Journal

Summary

Hanokh Lanaar Al Pi Darko?
Educating Children With Learning Disabilities 
In the Israeli Mamlakhti Dati School System

Michal Glatt

The aim of this project was to examine and evaluate the different options available in the Mamlakhti Dati school system for students with learning disabilities. The author used the city of Beit Shemesh as the test case. Since settings and remediation for students with learning disabilities vary greatly, depending on the type and severity of the disability, the paper needed to first briefly explain what learning disabilities are and how they manifest themselves.

A learning disability is a disorder that interferes with a person’s ability to store, process, or produce information, thereby creating a gap between an individual’s ability and actual performance. A learning disability can affect one’s ability to read, write, speak, compute math and can impede social skills. Children (and adults) with learning disabilities may be found within the full range of intelligence, from the highest to the lowest. Learning disabilities do not go away. Rather, people with learning disabilities can learn to compensate for and overcome areas of weakness. Children with learning disabilities are prevalent in many regular education classrooms.

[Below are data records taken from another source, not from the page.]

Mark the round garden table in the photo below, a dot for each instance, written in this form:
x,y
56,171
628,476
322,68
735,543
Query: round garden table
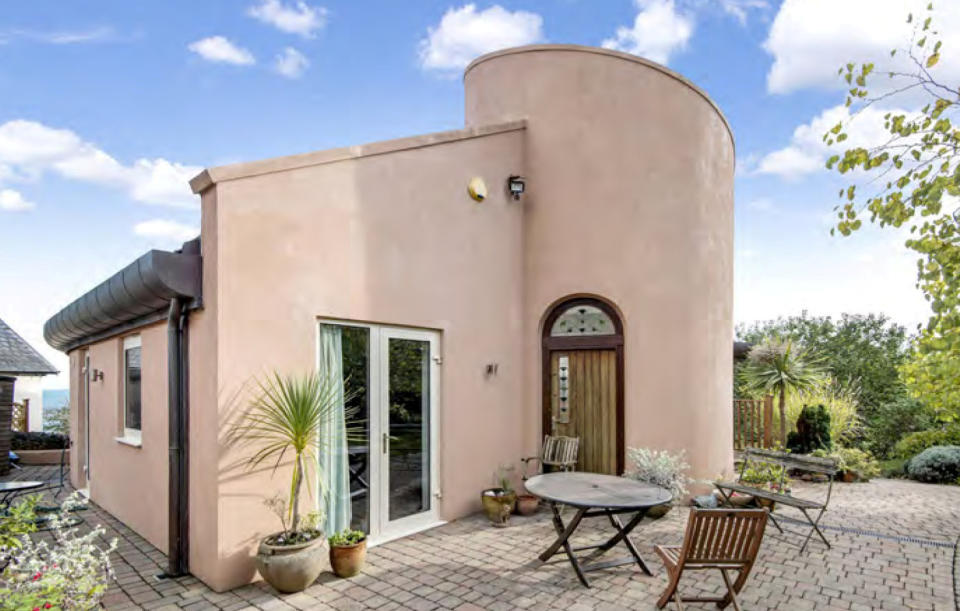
x,y
593,495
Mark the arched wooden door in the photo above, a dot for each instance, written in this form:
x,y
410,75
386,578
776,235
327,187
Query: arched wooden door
x,y
583,381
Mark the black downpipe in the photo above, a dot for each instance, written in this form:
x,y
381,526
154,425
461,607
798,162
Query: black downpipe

Since the paper addresses the role of the regular education teacher in providing services to students with learning disabilities, it examines why special education is relevant to regular educators. Teachers of regular education classrooms are often responsible for recommending and providing accommodations for students with learning disabilities. Discharging this responsibility without basic knowledge of learning disabilities and special education techniques is difficult, if not impossible.

The paper surveys the legal and philosophical rubric under which services for students with learning disabilities are provided in Israeli public schools. The law requires that a student with special needs be placed in the least restrictive environment. That is the environment as similar to the one the child would be in if he or she did not have a disability, yet a setting where his or her needs will be able to be met.

In order to provide a yardstick by which the reality as surveyed by the author in Beit Shemesh can be measured, the author describes what an ideal special education setting would provide. The description is based both on the author’s personal belief and experience as well as on professional literature. An ideal setting, as described in the paper, would include integrated classrooms, cooperative teaching, small classes, opportunities for mainstreaming, specific accommodations in the classroom such as preferential seating, advanced organizers and untimed testing.

The author surveys the services provided to children with learning disabilities in the Beit Shemesh Mamlakhti Dati school system circa 2001-2002. The survey is based on numerous interviews conducted by the author. The author also visited several Mamlakhti Dati schools. Persons interviewed included representatives of Matia, the organization which provides the special education teachers and therapists to the schools, principals and yoatsot (guidance counselors) of regular education schools, principals of schools featuring self-contained classes for students with learning disabilities, special education teachers and parents of children with learning disabilities.

The author learned that although the services were being provided in accordance with the letter of the law, the goals of the law were not achieved, mainly due to budgetary constraints and ignorance regarding the special needs of students with learning disabilities.

Beit Shemesh, a city of approximately 50,000 – 60,000 persons, has one self-contained program for children with severe learning disabilities, self-contained classes within a regular education school, integrated classes with both students with and without learning disabilities, and students who are completely mainstreamed in a regular education classroom receiving special accommodations and ancillary services. Responsibility for these ancillary services belong to Matia, which provides all the special education teachers and therapists.

In order to provide a fuller picture of the reality in the Beit Shemesh educational system, the survey of services provided within the school system is followed by a description of some of the services available in Beit Shemesh on a private basis.

The paper concludes with a critique of the current system, as well as recommendations for improvement. The author discovered several challenges facing the system as it exists. First, parents of children with learning disabilities as well as many regular education teachers have little knowledge of what services are due to students with learning disabilities and how to procure these services for the students who need them. Second, due to budgetary constraints, the self-contained special education classes provided for students with learning disabilities are larger than they ought to be. This means significantly less individual attention for each student. Additionally, there are very few truly integrated classes. These are the types of classes that, some would argue, comprise the ideal setting for students with learning disabilities. In an integrated class, the ideal is to have a special education teacher co-teaching with a regular education teacher. Unfortunately, in Beit Shemesh, special education teachers spend few hours in the classroom and there are only a few integrated classes in any event. Furthermore, students with learning disabilities who are placed in an integrated classroom are generally last on the priority list of the special education department. This translates into very few services for these students. Finally, the responsibility for the learning disabled student in a regular education class falls upon the mehanekhet. There is often little guidance or support for this task, which the mehanekhet must do in addition to teaching classes of close to thirty students.

The author’s suggestions for improving the system include abolishing Matia and replacing it with a resource center in each school, providing guidance and information to parents, insisting on regular education teachers becoming informed about learning disabilities and basic strategies that can help these students.